Generation andControl of Documentation文件生成和控制

GoodDocumentation Practices优良

Retention ofDocuments记录保存

Specifications质量标准

ManufacturingFormula and Processing Instructions生产处方和工艺规程

Procedures andrecords程序和记录

Principle原则

Gooddocumentation constitutes an essential part of the quality assurance system andis key to operating in compliance with GMP requirements. The various types ofdocuments and media used should be fully defined in the manufacturer's QualityManagement System.好的文件管理，是质量保证系统的一个关键部分，对于GMP符合性操作至关重要。在生产商的质量管理体系中应对所使用的各种文件和媒质的类型进行全面界定。

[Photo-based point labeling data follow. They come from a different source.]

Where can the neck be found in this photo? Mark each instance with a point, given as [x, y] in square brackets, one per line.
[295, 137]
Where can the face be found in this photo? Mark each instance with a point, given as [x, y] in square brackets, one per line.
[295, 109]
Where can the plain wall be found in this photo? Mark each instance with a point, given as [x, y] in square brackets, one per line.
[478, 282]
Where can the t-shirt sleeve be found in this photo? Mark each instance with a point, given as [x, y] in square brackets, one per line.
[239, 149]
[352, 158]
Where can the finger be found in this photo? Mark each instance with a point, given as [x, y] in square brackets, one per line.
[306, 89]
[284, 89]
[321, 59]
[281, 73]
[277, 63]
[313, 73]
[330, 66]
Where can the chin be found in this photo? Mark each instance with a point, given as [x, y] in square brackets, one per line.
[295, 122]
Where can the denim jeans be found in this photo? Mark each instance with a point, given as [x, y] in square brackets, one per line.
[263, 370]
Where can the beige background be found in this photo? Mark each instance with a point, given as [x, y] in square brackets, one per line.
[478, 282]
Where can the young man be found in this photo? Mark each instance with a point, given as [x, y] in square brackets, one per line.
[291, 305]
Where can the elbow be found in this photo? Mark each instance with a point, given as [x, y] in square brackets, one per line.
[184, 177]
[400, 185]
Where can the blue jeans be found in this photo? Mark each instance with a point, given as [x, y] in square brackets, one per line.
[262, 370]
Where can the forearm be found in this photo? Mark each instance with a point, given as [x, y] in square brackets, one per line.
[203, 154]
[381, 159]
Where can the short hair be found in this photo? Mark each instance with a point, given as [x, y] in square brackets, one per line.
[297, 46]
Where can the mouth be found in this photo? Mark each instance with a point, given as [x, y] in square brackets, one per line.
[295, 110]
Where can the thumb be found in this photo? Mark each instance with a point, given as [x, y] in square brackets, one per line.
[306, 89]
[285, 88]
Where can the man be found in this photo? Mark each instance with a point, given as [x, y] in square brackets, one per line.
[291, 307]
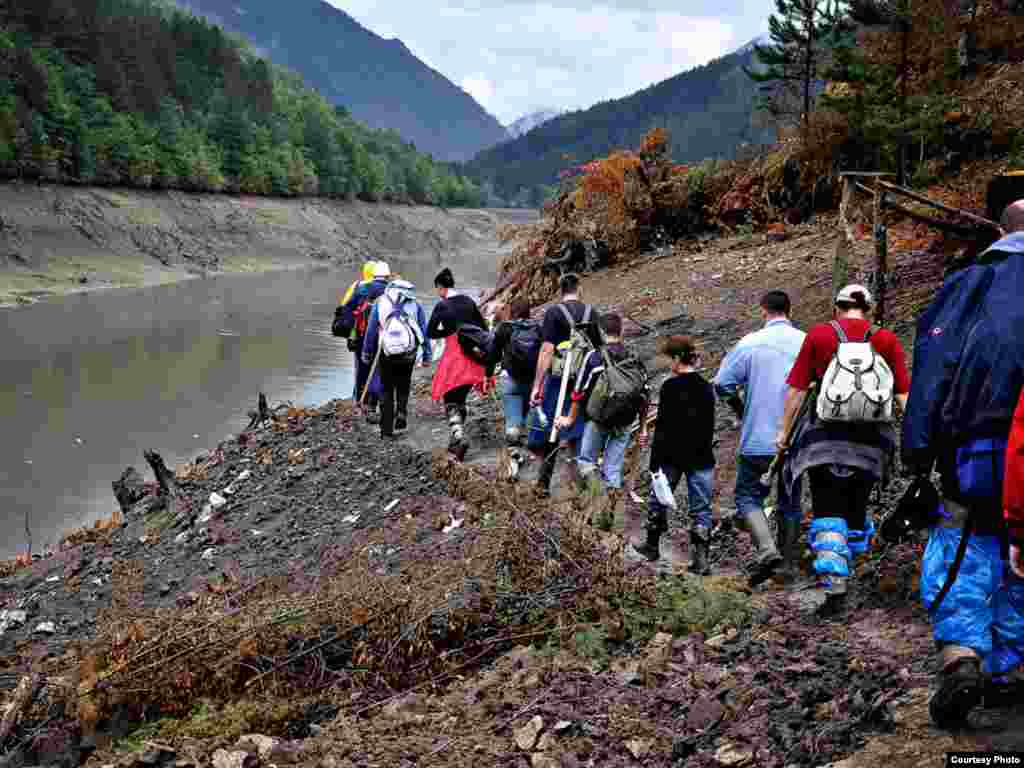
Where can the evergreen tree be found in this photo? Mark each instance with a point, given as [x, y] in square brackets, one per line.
[801, 32]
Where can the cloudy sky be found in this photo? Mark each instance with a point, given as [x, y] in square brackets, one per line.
[515, 56]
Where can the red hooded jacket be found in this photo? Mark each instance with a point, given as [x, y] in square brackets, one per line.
[1013, 489]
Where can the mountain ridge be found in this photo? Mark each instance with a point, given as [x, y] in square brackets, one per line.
[379, 81]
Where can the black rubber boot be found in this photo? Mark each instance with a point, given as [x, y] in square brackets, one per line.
[651, 549]
[768, 558]
[961, 689]
[699, 546]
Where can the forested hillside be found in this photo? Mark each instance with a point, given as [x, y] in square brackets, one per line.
[379, 81]
[137, 92]
[708, 111]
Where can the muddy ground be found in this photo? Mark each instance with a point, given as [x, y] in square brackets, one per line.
[781, 688]
[60, 240]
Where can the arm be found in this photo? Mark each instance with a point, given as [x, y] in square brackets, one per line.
[428, 350]
[543, 367]
[733, 374]
[794, 400]
[370, 343]
[438, 317]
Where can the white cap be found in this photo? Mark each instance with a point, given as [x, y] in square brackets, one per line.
[854, 294]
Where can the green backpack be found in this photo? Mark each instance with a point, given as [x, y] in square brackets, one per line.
[579, 342]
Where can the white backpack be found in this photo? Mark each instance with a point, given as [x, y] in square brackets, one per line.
[399, 336]
[858, 384]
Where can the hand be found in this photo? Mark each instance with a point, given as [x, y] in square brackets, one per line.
[781, 441]
[1017, 560]
[535, 396]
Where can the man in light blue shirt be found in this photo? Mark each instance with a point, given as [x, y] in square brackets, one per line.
[759, 365]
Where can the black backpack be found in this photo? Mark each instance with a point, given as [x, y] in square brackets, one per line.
[475, 342]
[619, 392]
[523, 350]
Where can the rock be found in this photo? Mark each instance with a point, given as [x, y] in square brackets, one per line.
[730, 756]
[262, 744]
[236, 759]
[639, 748]
[129, 489]
[11, 620]
[704, 714]
[526, 736]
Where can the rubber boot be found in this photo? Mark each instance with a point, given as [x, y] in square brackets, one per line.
[791, 550]
[960, 690]
[699, 546]
[768, 558]
[650, 549]
[457, 441]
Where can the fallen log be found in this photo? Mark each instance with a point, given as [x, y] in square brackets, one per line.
[25, 694]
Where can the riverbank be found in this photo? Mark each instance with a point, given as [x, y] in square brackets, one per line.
[364, 602]
[56, 241]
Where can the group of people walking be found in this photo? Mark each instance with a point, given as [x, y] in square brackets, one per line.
[820, 404]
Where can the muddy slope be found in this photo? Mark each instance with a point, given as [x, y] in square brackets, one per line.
[54, 240]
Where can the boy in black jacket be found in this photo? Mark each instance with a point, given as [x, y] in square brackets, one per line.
[682, 445]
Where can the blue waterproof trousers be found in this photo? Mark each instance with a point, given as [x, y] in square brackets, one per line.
[984, 609]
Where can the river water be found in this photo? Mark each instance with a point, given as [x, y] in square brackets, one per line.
[92, 380]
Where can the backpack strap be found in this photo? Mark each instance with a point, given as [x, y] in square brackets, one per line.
[843, 338]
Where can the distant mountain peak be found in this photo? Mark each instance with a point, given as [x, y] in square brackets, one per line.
[531, 120]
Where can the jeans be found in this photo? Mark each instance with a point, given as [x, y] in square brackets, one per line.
[699, 483]
[596, 439]
[515, 402]
[751, 494]
[396, 378]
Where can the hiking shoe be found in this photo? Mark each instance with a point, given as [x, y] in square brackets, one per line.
[961, 689]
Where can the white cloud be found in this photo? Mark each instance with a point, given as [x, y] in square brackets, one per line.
[517, 55]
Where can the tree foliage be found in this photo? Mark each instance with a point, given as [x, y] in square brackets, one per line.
[140, 93]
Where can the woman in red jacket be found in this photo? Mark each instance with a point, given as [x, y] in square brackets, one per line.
[1013, 489]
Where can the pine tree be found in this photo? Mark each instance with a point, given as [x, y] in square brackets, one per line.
[801, 33]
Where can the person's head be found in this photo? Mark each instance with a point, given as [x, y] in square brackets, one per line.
[1013, 217]
[444, 282]
[681, 350]
[568, 285]
[519, 309]
[853, 301]
[775, 304]
[611, 324]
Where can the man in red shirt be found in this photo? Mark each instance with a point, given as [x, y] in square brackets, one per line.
[843, 461]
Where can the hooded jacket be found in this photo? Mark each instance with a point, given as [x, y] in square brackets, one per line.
[968, 357]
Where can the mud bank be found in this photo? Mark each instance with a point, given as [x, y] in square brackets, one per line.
[59, 240]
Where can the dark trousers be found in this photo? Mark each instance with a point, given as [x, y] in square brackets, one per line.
[363, 376]
[844, 496]
[396, 378]
[458, 396]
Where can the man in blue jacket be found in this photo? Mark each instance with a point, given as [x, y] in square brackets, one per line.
[968, 373]
[759, 365]
[359, 303]
[398, 328]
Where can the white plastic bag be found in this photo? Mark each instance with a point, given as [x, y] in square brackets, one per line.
[662, 488]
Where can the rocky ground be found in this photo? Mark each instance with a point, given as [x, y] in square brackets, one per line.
[598, 662]
[60, 240]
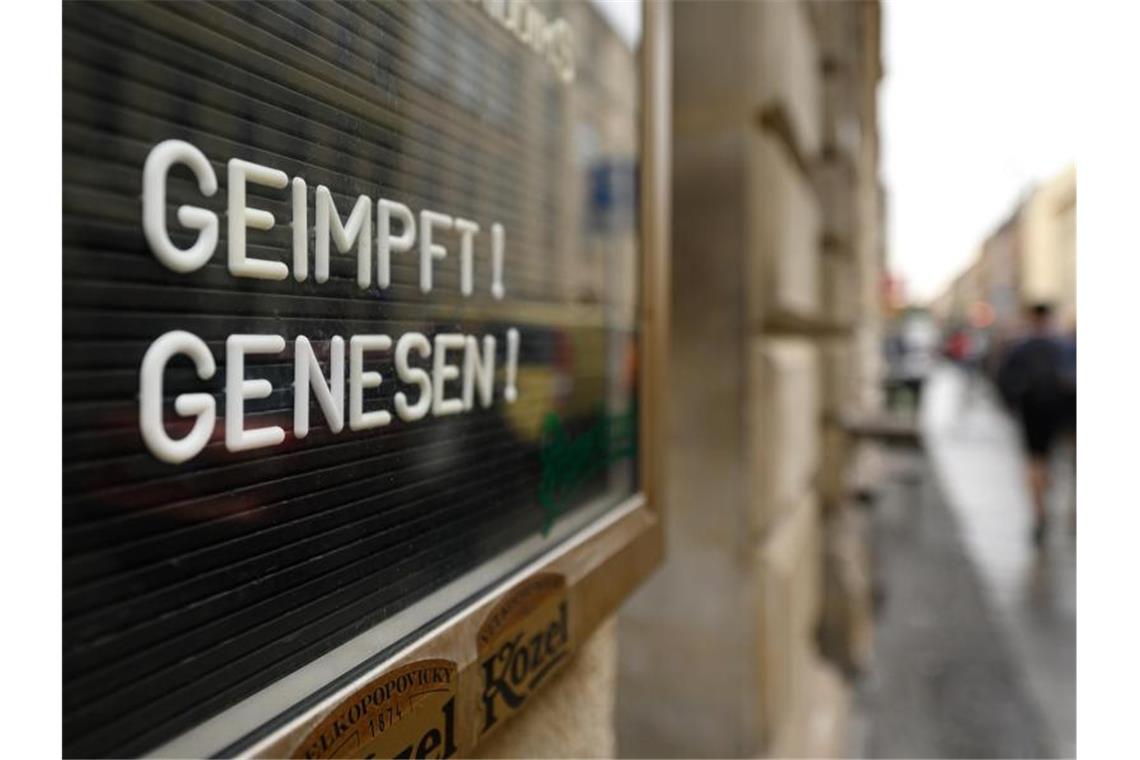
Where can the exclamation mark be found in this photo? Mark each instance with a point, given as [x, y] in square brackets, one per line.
[512, 365]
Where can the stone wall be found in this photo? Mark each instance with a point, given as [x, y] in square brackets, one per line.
[776, 262]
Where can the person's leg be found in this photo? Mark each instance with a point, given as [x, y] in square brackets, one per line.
[1039, 487]
[1040, 431]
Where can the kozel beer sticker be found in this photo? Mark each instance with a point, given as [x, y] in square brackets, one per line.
[523, 642]
[407, 712]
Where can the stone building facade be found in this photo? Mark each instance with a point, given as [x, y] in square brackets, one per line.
[778, 266]
[740, 644]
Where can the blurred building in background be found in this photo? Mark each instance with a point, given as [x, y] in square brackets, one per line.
[1029, 259]
[739, 644]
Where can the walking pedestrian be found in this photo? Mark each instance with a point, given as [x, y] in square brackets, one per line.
[1034, 381]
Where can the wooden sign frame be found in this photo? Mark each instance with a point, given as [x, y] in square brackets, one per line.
[600, 565]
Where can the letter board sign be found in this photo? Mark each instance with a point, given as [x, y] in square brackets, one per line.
[350, 335]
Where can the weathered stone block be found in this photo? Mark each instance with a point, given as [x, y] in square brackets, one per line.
[838, 375]
[782, 426]
[790, 578]
[789, 72]
[835, 182]
[783, 269]
[840, 286]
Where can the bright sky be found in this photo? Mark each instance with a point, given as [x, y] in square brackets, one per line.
[978, 101]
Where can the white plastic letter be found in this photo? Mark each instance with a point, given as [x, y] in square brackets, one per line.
[387, 244]
[481, 370]
[511, 392]
[241, 217]
[497, 235]
[358, 230]
[187, 405]
[306, 373]
[467, 230]
[429, 250]
[413, 376]
[238, 390]
[444, 372]
[157, 165]
[359, 380]
[300, 230]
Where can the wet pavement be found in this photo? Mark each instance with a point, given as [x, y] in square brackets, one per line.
[975, 652]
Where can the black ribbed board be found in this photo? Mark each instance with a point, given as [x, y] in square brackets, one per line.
[189, 587]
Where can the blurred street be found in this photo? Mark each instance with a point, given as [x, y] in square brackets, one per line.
[975, 652]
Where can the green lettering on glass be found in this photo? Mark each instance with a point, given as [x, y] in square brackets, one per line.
[567, 464]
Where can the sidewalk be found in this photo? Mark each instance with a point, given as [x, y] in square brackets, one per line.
[976, 452]
[975, 653]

Documentationmay exist in a variety of forms, including paper-based, electronic orphotographic media. The main objective of the system of documentation utilizedmust be to establish, control, monitor and record all activities which directlyor indirectly impact on all aspects of the quality of medicinal products. TheQuality Management System should include sufficient instructional detail tofacilitate a common understanding of the requirements, in addition to providingfor sufficient recording of the various processes and evaluation of anyobservations, so that ongoing application of the requirements may bedemonstrated.文件可以各种形式存在，包括纸质、电子的或图像，公司应建立、控制、监督文件记录系统所采用的主要方法，并记录下所有会对药品质量各方面产生直接或间接影响的活动。质量管理系统应对记录方式有足够的细致操作说明，这样除了对各工艺有充分记录，对各缺陷有评价外，还方便对记录要求有一般性了解，才可以达到应用目的。

Thereare two primary types of documentation used to manage and record GMPcompliance: instructions (directions, requirements) and records/reports.Appropriate good documentation practice should be applied with respect to thetype of document.这里有两种基本记录方式应用于GMP符合性管理和记录中：操作说明（指令、要求）和记录/报告，公司应根据不同文件类型，采用相应的优良文件规范。

Suitablecontrols should be implemented to ensure the accuracy, integrity, availabilityand legibility of documents. Instruction documents should be free from errorsand available in writing. The term ‘written’ means recorded, or documented onmedia from which data may be rendered in a human readable form.应对文件进行适当的控制以保证文件的准确、完整、有效及清晰易读。操作说明类文件应没有错误并有书面版本发行。术语“书面”意思是在某种介质上记录或记载，以使数据形式可以被人们读出。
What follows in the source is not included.